What will be the biggest future economic sectors? Medicine is many folks bet – we want few things more than health, and the med spending % of GDP has grown for many decades. But while I agree that medicine will continue to grow for decades, on longer timescales my bet and hope is: innovation.
We are richer than our ancestors mostly because of innovation. But most of the innovation benefits we receive are externalities – we only pay our ancestors (or those to whom they transferred their property rights) for a small fraction of that benefit. If we instead had better property rights for innovation, we’d pay a large fraction of our income as compensation for past innovation. That would increase incentives to innovate, the rate of innovation, and the fraction of the economy devoted to innovation. With good institutions, I could imagine more that half of all income being paid to the innovation industry.
Alas, it is devilishly hard to design good innovation property rights. Patents are supposedly the best we have now, and they are often terrible. But over the next few centuries, we might just create better institutions (e.g., futarchy) to better encourage institution design, and within those institutions, folks may well come up with better designs for institutions to encourage innovation. Optimist that I am, my best guess is that we will succeed at this.
Of course in the long run innovation must run out, and then we’ll have a long stable future with little innovation. But I expect the innovation era to last a few more centuries at least, with the best innovation yet to come.
Where is the analysis that shows the way to calculate optimum resources to innovation, and shows we are below that mark?
Where is the analysis that shows how we would be better off with property rights in general (not just for intellectual property) that did a better job of extending beyond our lifespan?
My sense ( I have no rigourous analysis to offer either) is that intellectual property is too broadly applied, that most patents are garbage, and that races to patent things is essentially proof that the things patentented are obvious to a group of people skilled in the art, and that the trade of publication for monopoly rights is BS, I'm not aware of anybody who reads patents for any reason other than determining whether they apply to something. That is I'm aware of nobody who reads patents to learn stuff.
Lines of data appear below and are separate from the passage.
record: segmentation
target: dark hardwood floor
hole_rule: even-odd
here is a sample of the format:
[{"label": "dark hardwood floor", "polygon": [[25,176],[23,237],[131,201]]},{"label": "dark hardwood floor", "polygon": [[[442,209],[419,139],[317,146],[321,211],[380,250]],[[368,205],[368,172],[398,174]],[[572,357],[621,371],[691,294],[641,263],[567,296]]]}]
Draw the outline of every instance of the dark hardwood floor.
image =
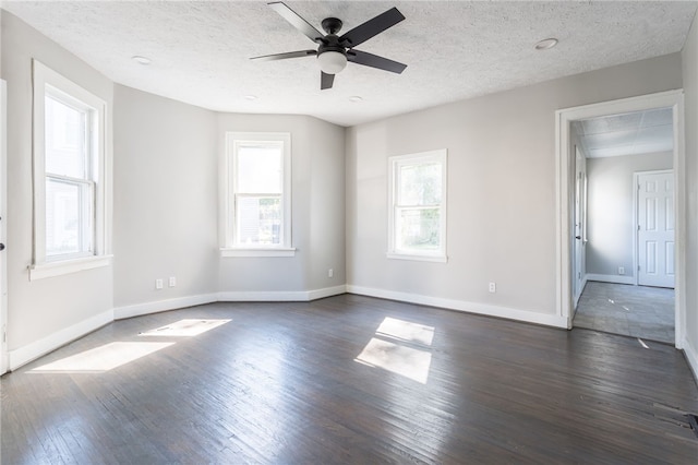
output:
[{"label": "dark hardwood floor", "polygon": [[2,377],[1,461],[695,465],[696,382],[648,345],[353,295],[157,313]]}]

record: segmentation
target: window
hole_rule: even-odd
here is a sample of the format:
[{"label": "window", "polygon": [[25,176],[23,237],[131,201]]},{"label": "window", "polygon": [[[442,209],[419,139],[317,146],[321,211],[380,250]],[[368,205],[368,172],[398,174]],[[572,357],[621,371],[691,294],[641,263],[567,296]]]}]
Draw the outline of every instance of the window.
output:
[{"label": "window", "polygon": [[226,134],[224,257],[292,257],[291,136]]},{"label": "window", "polygon": [[34,61],[31,278],[104,266],[105,114],[100,98]]},{"label": "window", "polygon": [[389,160],[388,258],[446,261],[446,150]]}]

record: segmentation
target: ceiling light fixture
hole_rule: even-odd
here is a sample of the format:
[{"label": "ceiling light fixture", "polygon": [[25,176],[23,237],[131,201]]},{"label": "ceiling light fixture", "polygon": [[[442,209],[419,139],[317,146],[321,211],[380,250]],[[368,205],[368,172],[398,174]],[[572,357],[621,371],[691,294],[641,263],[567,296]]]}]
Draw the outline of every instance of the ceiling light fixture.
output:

I think property rights for innovation are probably too great now. The time spent squabbling about who gets how much compensation for an innovation is a dead loss to society. There are inherently huge issues with dividing credit among various people who had the ideas first (way overrated) those who reduced the idea to practice, those who made the idea practical and those who succeeded in using an innovation. At each stage there are dozens of previous ideas, practices, twists on existing theories etc. put to use. Personnel and competence effect what works and what doesn't. On top of all that there are very bad memories of who did what when ( in my experience fortunately I had lots of physical evidence to back up my memories). FWIW I'm a retired R&D manager with 8 US patents.